Q&A: What does court ruling on calculated grades mean for Leaving Cert students?

Court’s finding to affect home-schooled and students taking subjects out of school

Mayo student Elijah Burke, pictured outside Leinster House, during a protest over his exclusion from the calculated grades process for Leaving Cert students. He won his High Court case on Wednesday. Photograph: Gareth Chaney/Collins

Mayo student Elijah Burke, pictured outside Leinster House, during a protest over his exclusion from the calculated grades process for Leaving Cert students. He won his High Court case on Wednesday. Photograph: Gareth Chaney/Collins

 

What just happened?

Elijah Burke, a Leaving Cert student who was home-schooled by his mother, has won his High Court challenge against the Minister for Education’s decision to exclude him from the calculated grades process.

He claimed the exclusion of students who were tutored by a parent or close relative at home from the calculated grades process breached his rights and was unfair and discriminatory.

And what did the judge say?

Mr Justice Charles Meenan found the fact that the calculated grade system excluded home schooled students on the grounds that their parents had a conflict of interest was “irrational, unreasonable and unlawful.”

In Elijah’s case. his mother, who is a qualified teacher, taught him across nine subjects. He also completed mocks, assessments and other projects at home.
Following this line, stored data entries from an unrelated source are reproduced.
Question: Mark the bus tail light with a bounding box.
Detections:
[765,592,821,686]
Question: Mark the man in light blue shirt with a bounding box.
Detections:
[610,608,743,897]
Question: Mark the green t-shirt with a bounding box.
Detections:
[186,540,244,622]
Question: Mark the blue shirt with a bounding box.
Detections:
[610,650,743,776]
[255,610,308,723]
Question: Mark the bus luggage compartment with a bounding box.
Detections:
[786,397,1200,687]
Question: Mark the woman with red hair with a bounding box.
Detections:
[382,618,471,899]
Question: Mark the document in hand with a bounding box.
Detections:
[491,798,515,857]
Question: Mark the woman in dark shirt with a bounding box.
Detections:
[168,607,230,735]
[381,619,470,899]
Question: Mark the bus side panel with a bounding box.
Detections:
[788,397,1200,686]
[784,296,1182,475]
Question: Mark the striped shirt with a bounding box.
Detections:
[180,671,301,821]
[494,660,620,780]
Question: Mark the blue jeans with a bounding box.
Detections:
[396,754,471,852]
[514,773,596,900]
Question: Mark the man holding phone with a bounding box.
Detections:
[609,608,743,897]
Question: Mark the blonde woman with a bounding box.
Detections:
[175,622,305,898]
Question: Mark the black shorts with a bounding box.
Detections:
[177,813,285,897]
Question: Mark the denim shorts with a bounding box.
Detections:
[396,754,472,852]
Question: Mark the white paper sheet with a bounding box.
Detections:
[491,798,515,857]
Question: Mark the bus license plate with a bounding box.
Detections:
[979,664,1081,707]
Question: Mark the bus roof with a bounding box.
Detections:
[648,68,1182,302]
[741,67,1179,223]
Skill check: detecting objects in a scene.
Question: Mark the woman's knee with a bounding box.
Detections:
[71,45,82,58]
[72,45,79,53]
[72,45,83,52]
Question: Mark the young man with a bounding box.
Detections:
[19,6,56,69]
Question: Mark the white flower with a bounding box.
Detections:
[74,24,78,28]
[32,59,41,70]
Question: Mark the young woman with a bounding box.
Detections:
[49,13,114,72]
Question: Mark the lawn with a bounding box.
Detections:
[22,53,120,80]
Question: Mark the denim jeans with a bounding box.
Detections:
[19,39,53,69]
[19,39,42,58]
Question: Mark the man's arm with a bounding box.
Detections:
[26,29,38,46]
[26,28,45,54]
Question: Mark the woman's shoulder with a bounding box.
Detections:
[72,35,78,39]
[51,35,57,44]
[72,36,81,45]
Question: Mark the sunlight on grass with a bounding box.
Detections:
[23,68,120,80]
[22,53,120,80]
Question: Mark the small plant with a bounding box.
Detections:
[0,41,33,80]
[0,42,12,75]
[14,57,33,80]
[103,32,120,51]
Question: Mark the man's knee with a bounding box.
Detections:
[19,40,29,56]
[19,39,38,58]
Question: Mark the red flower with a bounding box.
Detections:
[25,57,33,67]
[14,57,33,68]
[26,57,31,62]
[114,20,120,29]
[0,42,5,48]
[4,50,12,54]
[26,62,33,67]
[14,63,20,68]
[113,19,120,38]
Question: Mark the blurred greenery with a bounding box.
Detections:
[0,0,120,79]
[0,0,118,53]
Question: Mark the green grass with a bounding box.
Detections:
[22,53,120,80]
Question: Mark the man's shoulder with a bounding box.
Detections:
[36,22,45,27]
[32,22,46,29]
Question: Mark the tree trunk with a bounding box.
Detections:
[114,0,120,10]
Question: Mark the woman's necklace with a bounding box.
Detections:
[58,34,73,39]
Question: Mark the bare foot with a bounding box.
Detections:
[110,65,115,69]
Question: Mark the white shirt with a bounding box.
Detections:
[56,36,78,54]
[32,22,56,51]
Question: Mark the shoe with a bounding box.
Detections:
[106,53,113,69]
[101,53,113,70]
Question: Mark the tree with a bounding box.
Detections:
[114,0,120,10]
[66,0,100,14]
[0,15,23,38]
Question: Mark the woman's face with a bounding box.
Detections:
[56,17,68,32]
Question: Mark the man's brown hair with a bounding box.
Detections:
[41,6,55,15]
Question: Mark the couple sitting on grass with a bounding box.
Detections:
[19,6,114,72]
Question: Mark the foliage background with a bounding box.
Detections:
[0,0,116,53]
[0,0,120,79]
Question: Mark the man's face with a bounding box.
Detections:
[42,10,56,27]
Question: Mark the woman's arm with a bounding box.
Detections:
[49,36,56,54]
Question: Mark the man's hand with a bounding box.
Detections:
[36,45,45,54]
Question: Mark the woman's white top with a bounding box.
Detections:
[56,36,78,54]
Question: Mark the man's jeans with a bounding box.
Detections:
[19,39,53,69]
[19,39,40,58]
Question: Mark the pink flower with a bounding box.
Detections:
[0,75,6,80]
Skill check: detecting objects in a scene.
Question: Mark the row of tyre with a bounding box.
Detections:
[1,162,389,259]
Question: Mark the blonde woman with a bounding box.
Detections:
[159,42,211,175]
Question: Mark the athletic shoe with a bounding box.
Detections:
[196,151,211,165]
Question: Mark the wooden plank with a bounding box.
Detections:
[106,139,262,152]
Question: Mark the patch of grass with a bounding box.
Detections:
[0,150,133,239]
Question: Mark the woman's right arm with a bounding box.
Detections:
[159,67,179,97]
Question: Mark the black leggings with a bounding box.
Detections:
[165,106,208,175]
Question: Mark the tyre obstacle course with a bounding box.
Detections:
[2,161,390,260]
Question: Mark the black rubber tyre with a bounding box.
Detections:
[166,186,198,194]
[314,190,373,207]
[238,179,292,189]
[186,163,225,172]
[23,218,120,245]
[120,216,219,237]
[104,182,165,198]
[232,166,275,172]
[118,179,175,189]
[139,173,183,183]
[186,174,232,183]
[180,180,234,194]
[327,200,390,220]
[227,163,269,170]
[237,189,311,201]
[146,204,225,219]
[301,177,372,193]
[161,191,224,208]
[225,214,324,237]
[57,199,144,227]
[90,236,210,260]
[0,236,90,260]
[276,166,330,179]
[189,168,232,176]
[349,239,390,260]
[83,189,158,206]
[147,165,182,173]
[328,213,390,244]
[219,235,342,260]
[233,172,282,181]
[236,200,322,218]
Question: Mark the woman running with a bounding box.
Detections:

The judge noted that a system was in place in schools to deal with scenarios where a Leaving Cert student has been taught by a parent or relative in class. (In this case, another teacher estimates a student’s grades). However, so such system was in place for home-schooled students.

Does this ruling have implications for other students?

Yes. The judge said his decision was applicable to all students who find themselves in the same situation Elijah Burke.

The Department of Education told the court during the case that about 10 other home-schooled students were in exactly the same situation as Elijah and have been refused grades.

However, hundreds of other grades which have been refused under the calcualted grades process may also have to be reviewed. The department told the court that over 100 out-of-school students have been refused a grade on the grounds of not having a tutor. Some of this group are likely to be affected. Many more students taking subjects out of school may also be affected .

So, it’s not just home-schooled students affected?

Students who have taken a subject outside school and were taught by a relative or parent, and who have been refused calculated grades. are also affected.

For example, many students from non-Irish backgrounds who studied languages at home and were taught by a parent have been refused grades.

Eileen McCabe, Elijah’s solicitor, said the ruling means any home-schooled student or candidate taking a subject out-of-school who has been refused a grade on the basis that their teacher is a relative should now be entitled to have their work independently assessed. However, these students will need to show that they have a body of work to demonstrate their achievements.

What happens now?

A spokesman for the department said it will “consider the judgment carefully and provide further comment in the coming days”.

Under the ruling, the department must now arrange for an independent teacher to be assigned to examine Elijah’s body of work and decide if he is eligible for a grade.

It is likely that the department will have to do the same for other students in similar situations.

Does this cause problems for the department?

It’s the last thing they needed. All hands are on deck finalising calculated grades for thousands of students on September 7th.

It will need to act quickly to put a process in place to independently assess the work of students affected by the High Court ruling.